Deputy Langley tracks a kidnapped girl to an abandoned ghost town. However, the town is not abandoned, but haunted by the spirits of an outlaw, Devlin, and his gang, who hold the equally deceased townspeople hostage until the outlaws can be killed by a lawman.
User Reviews: "Ghost Town" follows Langley, a policeman who arrives in a remote ghost town in search of a missing woman (Catherine Hickland). The town seems to still have some residents lurking about, however—ones from its nineteenth-century past.
This offbeat horror-Western pastiche seems to have flown under the radar of genre fans for nearly three decades now, having been relegated to home video in the late eighties after an extremely small theatrical run. While it’s not a masterpiece, "Ghost Town" is a weirdly charming and memorable collision of supernatural horror with the gritty Western; the result is an almost otherworldly atmosphere that is as dreamlike as it is dreary.

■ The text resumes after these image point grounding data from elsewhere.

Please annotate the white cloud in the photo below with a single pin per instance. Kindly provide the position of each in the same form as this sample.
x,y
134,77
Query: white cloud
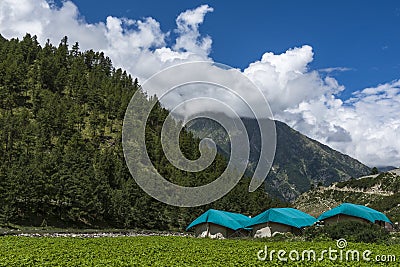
x,y
367,126
335,69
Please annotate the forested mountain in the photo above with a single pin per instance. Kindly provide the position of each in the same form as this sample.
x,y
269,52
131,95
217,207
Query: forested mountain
x,y
379,191
61,158
299,164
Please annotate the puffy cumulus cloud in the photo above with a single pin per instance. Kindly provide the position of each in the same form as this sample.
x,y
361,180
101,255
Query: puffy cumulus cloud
x,y
190,39
286,80
366,126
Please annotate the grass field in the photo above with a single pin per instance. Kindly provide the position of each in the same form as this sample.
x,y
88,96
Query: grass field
x,y
179,251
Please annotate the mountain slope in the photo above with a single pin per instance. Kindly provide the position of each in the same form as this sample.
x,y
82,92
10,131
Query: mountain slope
x,y
380,192
61,156
300,162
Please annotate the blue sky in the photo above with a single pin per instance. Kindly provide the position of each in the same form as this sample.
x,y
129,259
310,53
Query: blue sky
x,y
329,69
362,36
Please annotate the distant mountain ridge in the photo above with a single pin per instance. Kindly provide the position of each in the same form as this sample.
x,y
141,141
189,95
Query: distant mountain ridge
x,y
300,162
379,191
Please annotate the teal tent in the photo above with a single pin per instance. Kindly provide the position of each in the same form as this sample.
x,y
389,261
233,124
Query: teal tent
x,y
287,216
354,210
234,221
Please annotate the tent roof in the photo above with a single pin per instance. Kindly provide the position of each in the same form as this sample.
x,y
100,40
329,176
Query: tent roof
x,y
356,211
227,219
288,216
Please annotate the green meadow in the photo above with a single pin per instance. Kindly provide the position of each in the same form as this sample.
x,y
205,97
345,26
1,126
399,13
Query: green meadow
x,y
187,251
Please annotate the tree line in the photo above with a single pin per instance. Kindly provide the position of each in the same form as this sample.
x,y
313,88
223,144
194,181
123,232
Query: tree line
x,y
61,157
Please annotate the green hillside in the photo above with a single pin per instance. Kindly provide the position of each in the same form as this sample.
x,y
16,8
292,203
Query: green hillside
x,y
61,159
299,164
380,192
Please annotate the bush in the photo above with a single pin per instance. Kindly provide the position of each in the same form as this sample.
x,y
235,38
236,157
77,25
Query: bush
x,y
349,230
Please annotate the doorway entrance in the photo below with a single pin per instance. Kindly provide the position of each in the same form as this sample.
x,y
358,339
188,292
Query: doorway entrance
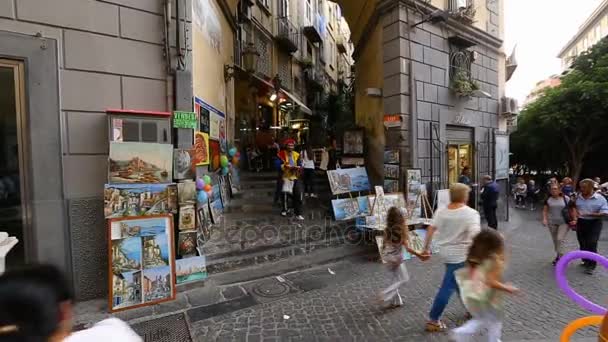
x,y
13,190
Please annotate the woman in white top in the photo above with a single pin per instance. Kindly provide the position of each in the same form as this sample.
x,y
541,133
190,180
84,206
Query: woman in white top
x,y
455,227
308,164
36,305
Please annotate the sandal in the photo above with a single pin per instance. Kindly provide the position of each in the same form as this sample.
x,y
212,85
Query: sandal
x,y
437,326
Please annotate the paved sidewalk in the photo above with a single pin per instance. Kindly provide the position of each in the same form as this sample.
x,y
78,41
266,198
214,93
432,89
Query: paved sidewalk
x,y
336,302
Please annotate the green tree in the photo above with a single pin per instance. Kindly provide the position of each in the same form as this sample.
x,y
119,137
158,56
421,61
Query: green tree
x,y
567,122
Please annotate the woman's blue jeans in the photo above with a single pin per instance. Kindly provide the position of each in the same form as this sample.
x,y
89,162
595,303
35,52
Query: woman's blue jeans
x,y
448,287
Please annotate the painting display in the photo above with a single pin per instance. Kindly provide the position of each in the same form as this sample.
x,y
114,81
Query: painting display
x,y
135,162
391,171
124,200
186,192
191,269
350,208
186,245
201,149
141,261
187,218
353,142
343,181
183,166
391,157
214,155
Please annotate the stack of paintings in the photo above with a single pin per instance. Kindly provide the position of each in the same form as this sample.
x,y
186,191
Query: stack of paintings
x,y
141,261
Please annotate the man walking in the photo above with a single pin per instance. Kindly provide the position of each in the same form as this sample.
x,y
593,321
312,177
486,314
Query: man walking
x,y
591,207
489,200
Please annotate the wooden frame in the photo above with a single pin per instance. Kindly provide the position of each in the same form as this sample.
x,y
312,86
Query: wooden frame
x,y
139,232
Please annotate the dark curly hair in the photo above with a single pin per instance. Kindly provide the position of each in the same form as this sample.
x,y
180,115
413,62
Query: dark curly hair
x,y
395,226
487,243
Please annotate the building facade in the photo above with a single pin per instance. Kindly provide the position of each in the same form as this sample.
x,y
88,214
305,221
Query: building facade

Written by David Schmoeller ("Tourist Trap"), the film plays on the Western angle considerably, and the tension between the two genres is a source of both humor and horror. The film is visually striking and atmospheric, drenched in dust and boasting some eerie Western set pieces and a dreary, ominous desert backdrop. The film is surprisingly gore-free for the most part, though it does supply some creative special effects with the gang of outlaws. Pacing-wise, the film does lull in spots, but for the most part keeps its wheels turning. Franc Luz and Catherine Hickland turn in memorable performances, as does Jimmie Skaggs as the zombified antagonist.
Overall, "Ghost Town" is a marginally impressive late-eighties effort that stands out for its unique blend of genres. Its off-kilter atmosphere is a major strength, but there are some memorable scenes throughout, as well as playful and sinister performances from the cast. Definitely not a genre masterwork, but when taken in the context of its peers, it’s one of the more unique late-eighties horror films. 7/10.